ANALYSES

Espagne : Mario Rajoy va-t-il réussir à rester en poste ?

Interview
6 février 2013
Le point de vue de Jean-Jacques Kourliandsky
Pensez-vous que le gouvernement de Rajoy réussira à surmonter « le scandale Barcenas »?

C’est très difficile à dire. Avant même que le conflit éclate, Mariano Rajoy était déjà dans une situation politique délicate liée aux problèmes que connaissent la Catalogne et le Pays Basque ainsi que les problèmes économiques dus à la crise économique et financière. Avec ce scandale qui vient d’éclater, la situation du président du gouvernement va devenir de plus en plus inconfortable. D’autant plus que cette affaire pourrait avoir une incidence sur le taux des prêts internationaux accordés à l’Espagne et sur la stabilité économique du pays.
L’opposition s’est bien entendu mobilisée ; elle a saisi la justice, elle exige des débats au Parlement et elle demande la démission du président du gouvernement. Le président du gouvernement espagnol va se retrouver un peu comme « le capitaine Hadock avec un sparadrap au bout du doigt dont il n’arrive pas à se débarrasser ».
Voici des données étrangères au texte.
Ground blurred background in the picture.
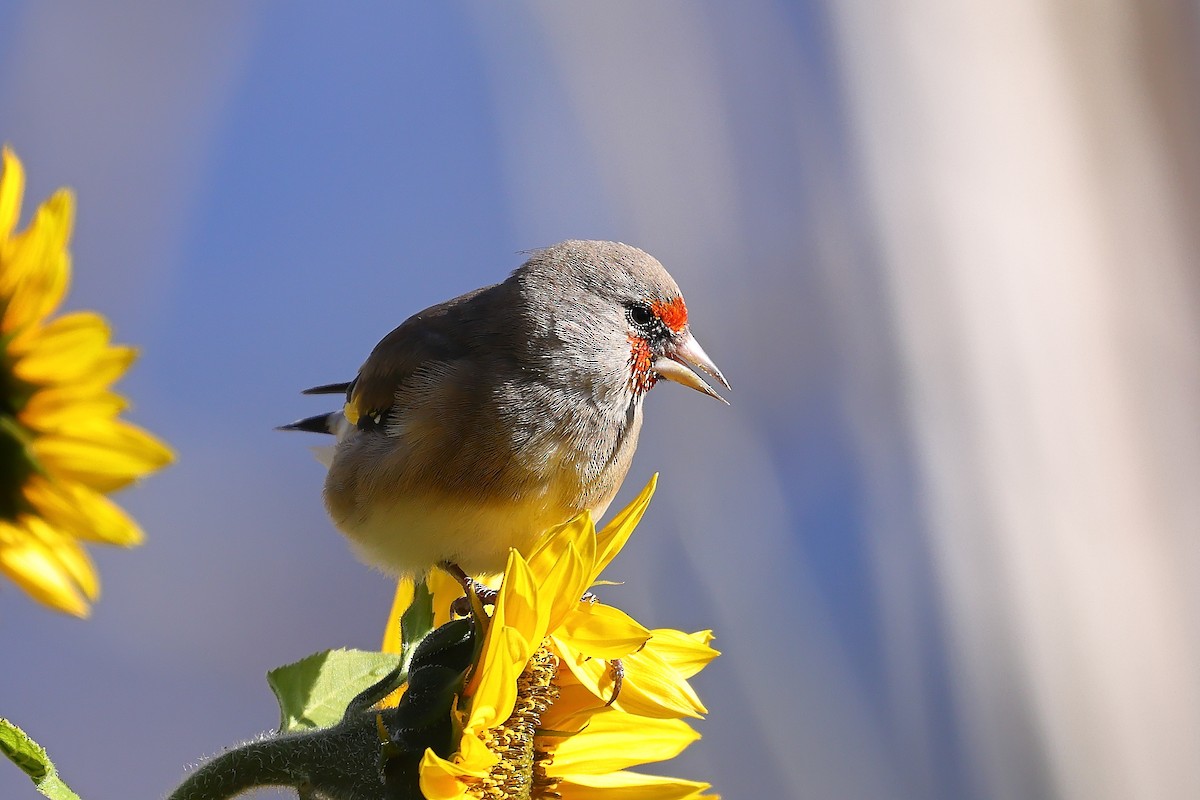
[0,0,1200,800]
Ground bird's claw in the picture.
[605,658,625,706]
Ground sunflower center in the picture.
[475,644,558,800]
[0,393,36,519]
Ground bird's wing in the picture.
[344,287,494,428]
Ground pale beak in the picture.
[650,332,731,405]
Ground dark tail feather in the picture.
[300,381,353,395]
[275,411,341,433]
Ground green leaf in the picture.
[0,717,79,800]
[266,650,400,733]
[400,581,433,668]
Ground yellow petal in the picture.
[19,385,128,432]
[540,535,595,631]
[31,420,173,492]
[557,602,650,660]
[12,311,112,384]
[380,578,415,652]
[454,732,500,776]
[539,672,608,741]
[425,570,462,630]
[529,511,595,581]
[464,549,547,730]
[22,475,143,547]
[650,627,721,678]
[22,515,100,600]
[554,771,715,800]
[0,190,74,333]
[551,636,708,718]
[595,473,659,576]
[420,748,479,800]
[0,523,89,616]
[553,709,700,775]
[0,145,25,242]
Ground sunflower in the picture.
[389,480,718,800]
[0,148,173,616]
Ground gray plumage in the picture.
[285,241,725,575]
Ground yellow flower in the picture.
[390,480,716,800]
[0,148,172,616]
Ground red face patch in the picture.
[629,336,659,395]
[650,297,688,333]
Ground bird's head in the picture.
[514,241,730,403]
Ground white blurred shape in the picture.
[832,0,1200,799]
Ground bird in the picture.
[281,240,730,579]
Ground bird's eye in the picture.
[629,302,654,327]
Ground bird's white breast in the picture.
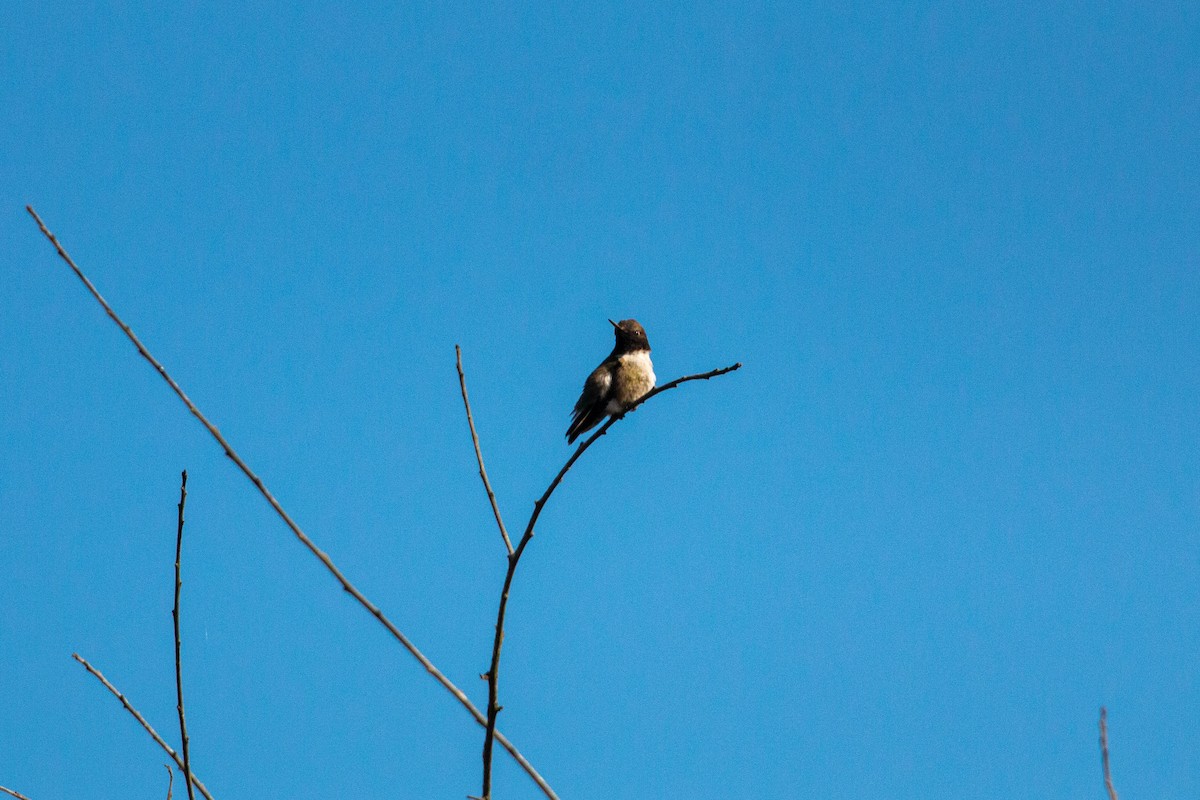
[606,350,655,414]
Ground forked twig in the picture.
[25,205,558,800]
[174,469,196,800]
[71,652,212,800]
[477,361,742,800]
[454,344,512,555]
[1100,705,1117,800]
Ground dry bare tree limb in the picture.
[481,361,742,800]
[71,652,212,800]
[174,469,196,800]
[454,344,512,555]
[25,205,558,800]
[1100,705,1117,800]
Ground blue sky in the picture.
[0,4,1200,800]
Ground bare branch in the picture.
[482,361,742,800]
[174,469,196,800]
[71,652,212,800]
[454,344,512,555]
[25,205,557,800]
[1100,705,1117,800]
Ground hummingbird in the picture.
[566,319,655,444]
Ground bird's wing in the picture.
[574,362,612,416]
[566,363,612,443]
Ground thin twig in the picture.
[454,344,512,555]
[482,361,742,800]
[1100,705,1117,800]
[174,469,196,800]
[71,652,212,800]
[25,205,558,800]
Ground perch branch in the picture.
[1100,705,1117,800]
[482,361,742,800]
[454,344,512,555]
[71,652,212,800]
[174,469,196,800]
[25,205,558,800]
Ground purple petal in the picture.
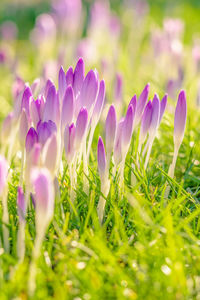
[73,58,85,97]
[106,105,117,154]
[159,94,168,124]
[97,137,106,180]
[75,108,88,149]
[92,80,105,123]
[66,67,74,86]
[64,123,76,163]
[31,78,40,95]
[58,67,67,103]
[61,85,74,126]
[135,83,150,125]
[43,85,60,125]
[19,108,29,148]
[37,120,57,146]
[114,73,123,102]
[30,98,40,126]
[80,70,98,111]
[2,112,14,139]
[44,79,54,99]
[149,94,160,135]
[174,90,187,145]
[139,101,152,143]
[25,127,38,153]
[21,87,32,118]
[113,118,124,165]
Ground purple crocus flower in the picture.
[149,94,160,136]
[139,101,152,145]
[122,105,134,158]
[37,120,57,146]
[25,127,38,153]
[43,85,60,125]
[159,94,168,124]
[31,78,40,95]
[92,80,105,124]
[135,83,150,126]
[30,98,40,126]
[44,79,54,99]
[21,86,32,118]
[106,105,117,160]
[97,137,107,181]
[113,118,124,166]
[66,67,74,86]
[61,85,75,127]
[1,112,14,140]
[64,123,76,163]
[73,58,85,98]
[174,90,187,146]
[80,70,98,111]
[17,186,26,222]
[19,108,29,149]
[58,67,67,103]
[0,155,8,195]
[75,107,88,149]
[114,73,123,102]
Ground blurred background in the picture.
[0,0,200,117]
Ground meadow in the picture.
[0,0,200,300]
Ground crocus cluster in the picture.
[0,58,187,276]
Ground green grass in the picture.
[0,1,200,300]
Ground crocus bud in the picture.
[174,90,187,146]
[19,108,29,148]
[37,120,57,146]
[35,95,45,120]
[92,80,105,124]
[17,186,26,222]
[149,94,160,136]
[21,86,32,118]
[30,98,40,126]
[44,79,54,99]
[31,168,54,232]
[31,78,40,95]
[135,83,150,125]
[1,112,14,141]
[97,137,107,181]
[106,105,117,157]
[159,94,168,124]
[58,67,67,103]
[75,108,88,149]
[0,155,8,195]
[122,105,134,159]
[73,58,85,98]
[25,127,38,153]
[61,85,74,127]
[43,85,60,125]
[139,101,152,144]
[43,133,58,176]
[113,118,124,166]
[64,123,76,163]
[80,70,98,111]
[66,67,74,86]
[114,73,123,102]
[128,95,137,130]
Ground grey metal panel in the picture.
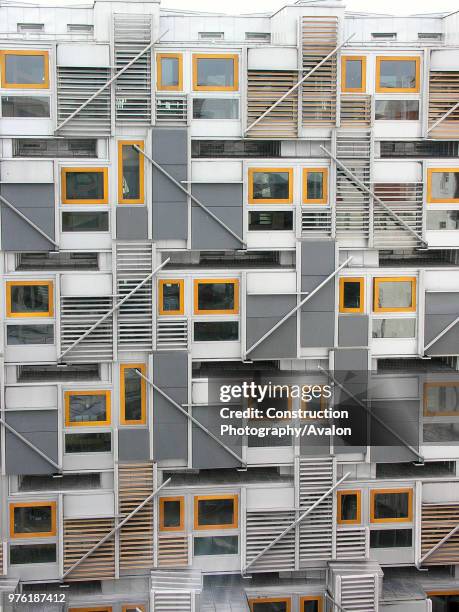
[116,204,148,240]
[118,427,150,461]
[0,183,54,251]
[338,315,368,346]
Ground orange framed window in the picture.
[120,363,147,425]
[341,55,367,93]
[373,276,416,312]
[336,489,362,525]
[194,495,239,530]
[118,140,145,204]
[6,281,54,319]
[423,381,459,417]
[427,168,459,204]
[339,276,365,312]
[158,278,185,316]
[10,502,56,538]
[193,53,239,91]
[0,49,49,89]
[194,278,239,315]
[156,53,183,91]
[159,496,185,531]
[248,168,293,204]
[370,489,413,523]
[376,55,421,93]
[64,390,111,427]
[61,168,108,204]
[303,168,328,204]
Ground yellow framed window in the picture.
[158,278,185,315]
[303,168,328,204]
[118,140,145,204]
[61,168,108,204]
[376,55,421,93]
[6,281,54,319]
[0,49,49,89]
[120,363,147,425]
[373,276,416,312]
[370,489,413,523]
[159,496,185,531]
[248,168,293,204]
[10,502,56,538]
[156,53,183,91]
[427,168,459,204]
[341,55,367,93]
[339,277,365,312]
[194,495,239,530]
[336,490,362,525]
[193,53,239,91]
[194,278,239,315]
[64,390,111,427]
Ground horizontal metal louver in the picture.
[57,66,111,137]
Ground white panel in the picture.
[248,46,298,70]
[61,274,112,297]
[57,44,110,68]
[0,159,54,183]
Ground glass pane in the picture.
[5,54,46,85]
[11,285,49,314]
[252,172,289,200]
[196,57,234,87]
[198,283,234,310]
[379,59,416,89]
[2,96,49,117]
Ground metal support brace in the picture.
[320,145,428,246]
[55,30,169,132]
[132,145,247,247]
[135,369,247,467]
[0,195,59,248]
[57,257,170,363]
[62,478,172,578]
[317,365,424,463]
[244,34,355,134]
[245,257,352,357]
[242,472,351,574]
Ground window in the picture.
[10,502,56,538]
[6,325,54,346]
[337,490,362,525]
[61,168,108,204]
[193,53,239,91]
[373,276,416,312]
[370,489,413,523]
[194,278,239,314]
[303,168,328,204]
[158,279,185,315]
[193,98,239,119]
[118,140,145,204]
[194,495,238,529]
[6,281,54,318]
[64,391,111,427]
[427,168,459,204]
[248,168,293,204]
[424,382,459,417]
[193,536,239,557]
[339,278,365,312]
[375,100,419,121]
[341,55,367,93]
[159,497,185,531]
[120,363,147,425]
[10,544,56,565]
[376,56,421,93]
[0,50,49,89]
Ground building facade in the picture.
[0,0,459,612]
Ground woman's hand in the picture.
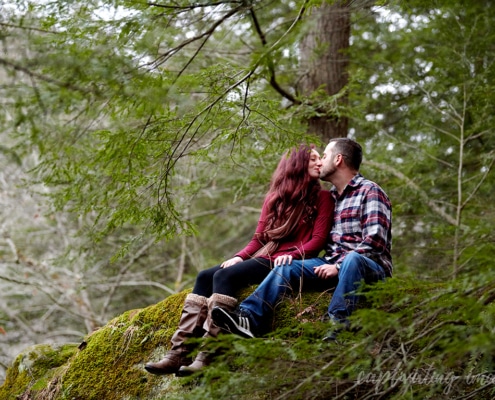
[314,264,339,279]
[273,254,292,267]
[220,256,244,268]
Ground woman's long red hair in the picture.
[264,145,321,240]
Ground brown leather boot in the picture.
[176,293,237,376]
[144,293,208,375]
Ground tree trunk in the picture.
[300,0,351,141]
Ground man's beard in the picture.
[320,165,337,182]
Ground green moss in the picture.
[0,287,336,400]
[0,344,77,399]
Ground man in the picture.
[212,138,392,340]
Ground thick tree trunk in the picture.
[299,0,351,141]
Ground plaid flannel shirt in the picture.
[325,174,392,276]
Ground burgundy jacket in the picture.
[236,190,335,260]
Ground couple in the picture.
[145,138,392,376]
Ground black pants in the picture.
[193,258,271,297]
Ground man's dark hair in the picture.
[330,138,363,171]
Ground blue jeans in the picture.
[239,252,385,333]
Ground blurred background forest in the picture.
[0,0,495,394]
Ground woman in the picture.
[145,145,334,376]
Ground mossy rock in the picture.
[0,288,330,400]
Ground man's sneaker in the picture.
[211,307,254,339]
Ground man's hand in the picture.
[314,264,339,279]
[273,254,292,267]
[220,256,244,268]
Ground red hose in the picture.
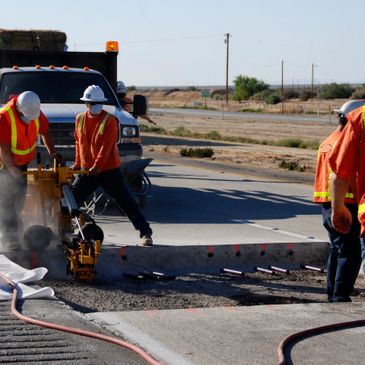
[277,319,365,365]
[0,274,162,365]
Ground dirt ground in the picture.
[130,90,346,175]
[142,109,336,174]
[42,270,365,313]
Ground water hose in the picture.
[0,274,162,365]
[277,319,365,365]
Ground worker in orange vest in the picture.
[313,100,364,302]
[71,85,153,246]
[0,91,60,250]
[329,100,365,288]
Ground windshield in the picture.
[0,71,118,105]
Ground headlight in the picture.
[122,126,137,138]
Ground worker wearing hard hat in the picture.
[71,85,152,246]
[0,91,60,249]
[313,100,364,302]
[117,81,156,125]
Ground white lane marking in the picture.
[87,312,193,365]
[233,219,322,241]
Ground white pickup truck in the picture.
[0,66,142,162]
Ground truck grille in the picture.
[42,123,75,147]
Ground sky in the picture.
[0,0,365,87]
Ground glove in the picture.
[51,152,62,163]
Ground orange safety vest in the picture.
[0,100,39,166]
[313,129,356,204]
[75,111,120,171]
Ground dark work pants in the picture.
[73,168,152,237]
[322,203,361,302]
[0,165,27,245]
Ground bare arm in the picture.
[331,173,352,233]
[0,143,23,178]
[41,128,56,157]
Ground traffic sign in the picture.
[202,90,210,98]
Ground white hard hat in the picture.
[333,100,365,115]
[17,91,41,121]
[80,85,108,103]
[117,81,127,94]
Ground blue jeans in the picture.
[73,168,152,237]
[322,203,364,302]
[0,165,27,244]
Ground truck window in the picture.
[0,71,118,105]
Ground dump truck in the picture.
[0,29,146,163]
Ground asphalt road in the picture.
[150,108,335,123]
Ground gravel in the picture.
[42,270,365,313]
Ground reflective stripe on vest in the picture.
[313,191,352,199]
[357,105,365,215]
[77,112,109,135]
[4,108,39,156]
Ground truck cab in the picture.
[0,65,142,163]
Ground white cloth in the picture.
[0,255,54,300]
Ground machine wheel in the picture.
[79,223,104,243]
[24,224,53,251]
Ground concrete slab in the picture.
[87,303,365,365]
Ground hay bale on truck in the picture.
[0,29,67,52]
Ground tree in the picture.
[319,82,354,99]
[233,75,269,102]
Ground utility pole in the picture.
[311,63,315,100]
[224,33,231,105]
[281,61,284,113]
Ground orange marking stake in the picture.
[260,243,267,256]
[288,243,294,256]
[119,247,127,261]
[234,244,241,256]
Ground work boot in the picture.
[3,240,22,251]
[140,234,153,246]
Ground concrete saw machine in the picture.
[24,160,104,282]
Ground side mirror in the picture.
[133,95,148,117]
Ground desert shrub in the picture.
[250,89,277,101]
[299,89,317,101]
[204,131,222,141]
[279,160,307,172]
[318,82,354,99]
[180,147,214,158]
[233,75,269,102]
[140,124,167,134]
[163,88,181,96]
[210,89,226,100]
[239,108,264,113]
[275,138,319,150]
[351,85,365,99]
[284,88,299,100]
[265,93,281,104]
[172,125,191,137]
L’opposition espagnole semble favorable à un changement à la tête du gouvernement espagnol. Il y a-t-il une fenêtre dans le paysage politique de l’Espagne pour un regain d’influence du PSOE sur la scène politique?

C’est en tout cas ce qu’espère le parti socialiste espagnol. Toutefois, le PSOE est dans son rôle. Tout parti d’opposition en Espagne, ou dans quelque autre pays, ferait ce que font les socialistes espagnols actuellement : du bruit au parlement, une demande de démission du président du gouvernement et une demande de saisie par la justice. Cela dit, l’incidence électorale à court terme est nulle ; il n’y aura pas d’élections cette année en Espagne. D’autant plus que cela pourrait avoir un effet dévastateur sur la crédibilité financière de l’Espagne qui est dans une situation économique et sociale très délicate en ce moment.
Quant à l’incidence en termes d’image dans l’opinion, elle n’est également pas très perceptible du point de vue de l’influence et de l’audience du socialisme espagnol. Ce que l’on peut constater dans les sondages d’opinion publiés en Espagne, c’est que cette crise ne fait qu’ajouter un caillot de plus dans le pot de la méfiance ressentie par une majorité d’Espagnols à l’égard de leurs institutions et des grands partis politiques. Il y a en effet un décrochage très net du soutien des électeurs à l’égard de leur gouvernement, du Parti Populaire, mais aussi du PSOE. Le mouvement des indignés qui est présent depuis deux ans en Espagne était d’une certaine manière l’annonciateur et le reflet de cette défiance, notamment de la part de la jeunesse qui est la première touchée par le chômage en Espagne.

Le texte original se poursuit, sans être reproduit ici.